Metadata and Version Control of Assets

 

Approving and publishing content, like press releases or financial statements, usually follows some sort of formal procedure. The main focus when managing this process, is on assuring quality and, increasingly, to also document the release process to mitigate risks involved.

 

It's obvious why the final version of an asset that is published gets the most attention. However, one should keep in in mind that most published content is later amended, updated, translated, personalized or altered in other ways. Therefore, it's usually not just one asset, but an array of related assets that need to be managed properly. The resulting complexity of the multitude of such dependent document lifecycle processes, and especially the planning process to create these assets, requires a wealth of supportive information: the target audiences for the content; the worklist to create the asset; who approves the content and takes which part of the responsibility; the usage policies and restrictions; or the feedback on the content, that determines how to improve future versions of an asset. All this data is known as metadata, data that describes the actual asset.

 

Metadata in SharePoint - Hassle or Potential?

 

As with workflow, metadata involves almost everyone. Practically though, for both metadata and workflow, their adoption rate is much higher with project managers than with the individual contributors to the process. Most formal workflow solutions installed today simply don't present the metadata well enough to become a natural step of the process, and as nobody likes to be fenced in by modal workflows and complex and inconsistent user interfaces for workflow and metadata, creative users usually avoid metadata work, if given the option.

 

Not surprisingly, most metadata comes informally as part of email messages, just as much as the asset itself comes as an enclosure to the same email. Clearly, this is a weak approach given that audit trails or process efficiency analysis are almost impossible to conduct in such scenarios.

 

Adobe was one of the first, amongst the dominant vendors of software for creative users, to give metadata a central and visible place. They introduced xmp, an xml-based generic metadata standard. They also added the Bridge, to visualize and manage the metadata centrally, and Version Cue, for version control over assets, to their Creative Suite product. While the adoption of metadata increased somewhat afterwards, the use of metadata still largely suffers from inconsistencies, and metadata entered inconsistently is simply no better than no metadata at all. The solution to this problem can only come from a tie-in with a workflow technology that streamlines and supports a specific set of business processes and harvests the required metadata quasi as a "side-effect".

 

Office 2007 implements a good approach to deal with metadata (see the previous article on "Workflow in SharePoint"), that can tie into workflow, but how does the underlying SharePoint system conceptually support metadata, and can administrators also easily include metadata in the overall solution that needs to be deployed?

 

Previous versions of SharePoint have been extremely limited in regards to metadata. At first sight, SharePoint 2007 is still short on a number of important points and, "out of the box", it certainly is not a "killer app" for the leading Digital Asset Management systems (which focus on metadata). The good news is, that SharePoint now finally includes a number of concepts that enable developers to turn SharePoint into a very decent Digital Asset Management System that will ultimately cannibalize the business of the established DAM vendors.

 

Structuring and Visualizing Metadata
SharePoint 2007 builds on a central new concept of so-called "content types". It's now possible to have multiples of these content types be managed within one document library.

 

Each content type can have with its own metadata that can be easily set up by the content administrator. A content types also "inherits" the metadata from its "parent" content type (and potentially additional ancestors). Metadata fields on content types are called "Columns" in the SharePoint user interface.

 

Metadata is usually structured into so-called schemas, like xmp Basic or Dublin Core, and even the proprietary metadata required for specific business processes is usually better managed if structured and grouped into schemas.

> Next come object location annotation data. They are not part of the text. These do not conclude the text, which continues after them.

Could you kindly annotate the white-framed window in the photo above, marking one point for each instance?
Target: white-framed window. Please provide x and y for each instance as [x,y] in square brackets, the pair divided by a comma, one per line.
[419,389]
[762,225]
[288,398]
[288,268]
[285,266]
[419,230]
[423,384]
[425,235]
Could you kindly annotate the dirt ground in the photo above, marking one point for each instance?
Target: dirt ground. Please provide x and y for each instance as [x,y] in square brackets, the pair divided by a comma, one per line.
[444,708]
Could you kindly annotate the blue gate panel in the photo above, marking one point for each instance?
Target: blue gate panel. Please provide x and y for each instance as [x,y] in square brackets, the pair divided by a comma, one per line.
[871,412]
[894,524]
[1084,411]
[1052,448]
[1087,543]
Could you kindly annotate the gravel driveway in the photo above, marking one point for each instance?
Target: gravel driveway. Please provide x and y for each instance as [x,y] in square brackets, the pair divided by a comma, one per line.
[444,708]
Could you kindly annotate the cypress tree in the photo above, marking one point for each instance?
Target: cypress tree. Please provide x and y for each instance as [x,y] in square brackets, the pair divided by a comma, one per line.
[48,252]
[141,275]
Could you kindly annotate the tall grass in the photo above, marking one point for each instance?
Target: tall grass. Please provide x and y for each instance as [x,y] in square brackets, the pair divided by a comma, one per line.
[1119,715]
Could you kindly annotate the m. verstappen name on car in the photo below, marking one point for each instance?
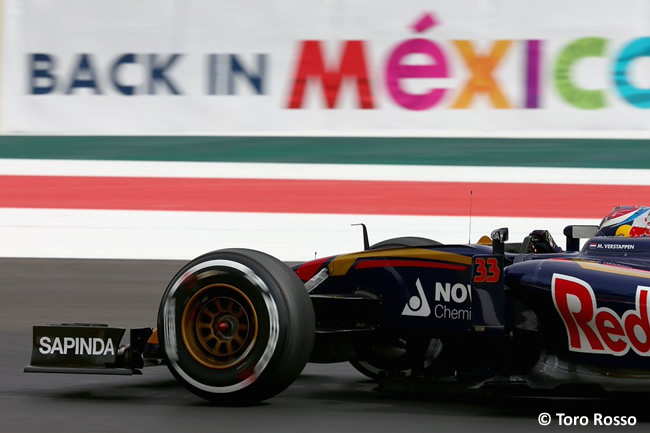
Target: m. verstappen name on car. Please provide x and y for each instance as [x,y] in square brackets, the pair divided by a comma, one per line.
[599,330]
[594,245]
[458,293]
[76,346]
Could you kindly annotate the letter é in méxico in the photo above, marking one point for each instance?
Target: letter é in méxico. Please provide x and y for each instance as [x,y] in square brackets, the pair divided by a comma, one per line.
[600,330]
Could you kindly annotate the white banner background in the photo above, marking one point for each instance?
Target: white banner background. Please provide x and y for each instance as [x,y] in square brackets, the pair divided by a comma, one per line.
[64,29]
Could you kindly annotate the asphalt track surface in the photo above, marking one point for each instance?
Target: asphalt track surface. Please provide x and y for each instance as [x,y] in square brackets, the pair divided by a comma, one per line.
[326,398]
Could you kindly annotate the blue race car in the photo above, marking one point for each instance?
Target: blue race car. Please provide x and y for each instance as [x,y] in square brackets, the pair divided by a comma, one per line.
[237,326]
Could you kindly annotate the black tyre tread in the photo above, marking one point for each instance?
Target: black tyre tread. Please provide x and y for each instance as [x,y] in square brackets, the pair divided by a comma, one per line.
[295,344]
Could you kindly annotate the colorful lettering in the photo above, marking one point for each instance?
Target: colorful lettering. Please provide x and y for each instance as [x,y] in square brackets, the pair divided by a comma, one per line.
[312,66]
[482,68]
[634,95]
[570,55]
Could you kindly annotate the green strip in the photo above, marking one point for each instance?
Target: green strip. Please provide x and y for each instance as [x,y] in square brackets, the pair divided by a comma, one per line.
[337,150]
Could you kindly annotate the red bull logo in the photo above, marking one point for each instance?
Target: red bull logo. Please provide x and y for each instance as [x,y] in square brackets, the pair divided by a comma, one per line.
[600,330]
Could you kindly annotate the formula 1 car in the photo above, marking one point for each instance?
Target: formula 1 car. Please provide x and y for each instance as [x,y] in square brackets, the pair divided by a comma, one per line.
[237,326]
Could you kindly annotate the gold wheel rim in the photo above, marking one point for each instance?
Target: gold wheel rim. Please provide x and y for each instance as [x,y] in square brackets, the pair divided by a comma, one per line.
[219,326]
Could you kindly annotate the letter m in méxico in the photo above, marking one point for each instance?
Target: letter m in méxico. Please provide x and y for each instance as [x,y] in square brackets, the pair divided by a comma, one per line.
[311,66]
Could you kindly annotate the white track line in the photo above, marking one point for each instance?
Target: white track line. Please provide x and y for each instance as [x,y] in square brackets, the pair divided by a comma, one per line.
[587,176]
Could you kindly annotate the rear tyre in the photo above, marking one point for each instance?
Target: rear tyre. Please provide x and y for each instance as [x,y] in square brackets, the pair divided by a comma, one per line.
[236,326]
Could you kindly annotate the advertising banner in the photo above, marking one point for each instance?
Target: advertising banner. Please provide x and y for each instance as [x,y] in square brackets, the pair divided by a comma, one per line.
[362,67]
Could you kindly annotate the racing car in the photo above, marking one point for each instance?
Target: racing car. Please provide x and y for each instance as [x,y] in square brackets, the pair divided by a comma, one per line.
[237,326]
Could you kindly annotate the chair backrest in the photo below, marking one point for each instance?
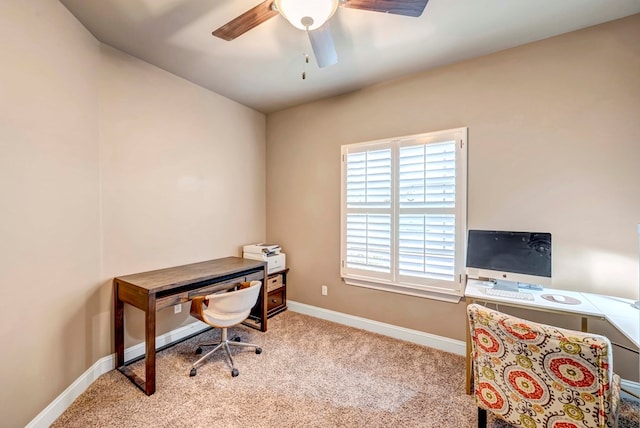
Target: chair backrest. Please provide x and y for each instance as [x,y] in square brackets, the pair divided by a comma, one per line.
[232,307]
[535,375]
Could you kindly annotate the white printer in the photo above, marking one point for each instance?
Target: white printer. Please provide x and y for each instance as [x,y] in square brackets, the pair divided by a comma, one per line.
[269,253]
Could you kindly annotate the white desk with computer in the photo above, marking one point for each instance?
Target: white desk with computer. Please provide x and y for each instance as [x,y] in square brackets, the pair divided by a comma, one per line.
[501,267]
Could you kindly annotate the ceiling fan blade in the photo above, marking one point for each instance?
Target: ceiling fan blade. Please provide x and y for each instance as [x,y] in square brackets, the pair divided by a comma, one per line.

SharePoint predefines Dublin Core as an example for additional metadata, beyond the typical metadata that comes with a specific document type. Other schemas can be easily added as groups of site columns, or separate content types.

 

The user interface SharePoint provides to make the metadata accessible is nothing to get excited about. For any efficient metadata entry, especially when entering large amounts of metadata, a custom user interface would most likely have to be developed. It's pretty easy though to define custom views, either for personal or public access, that define what metadata is displayed.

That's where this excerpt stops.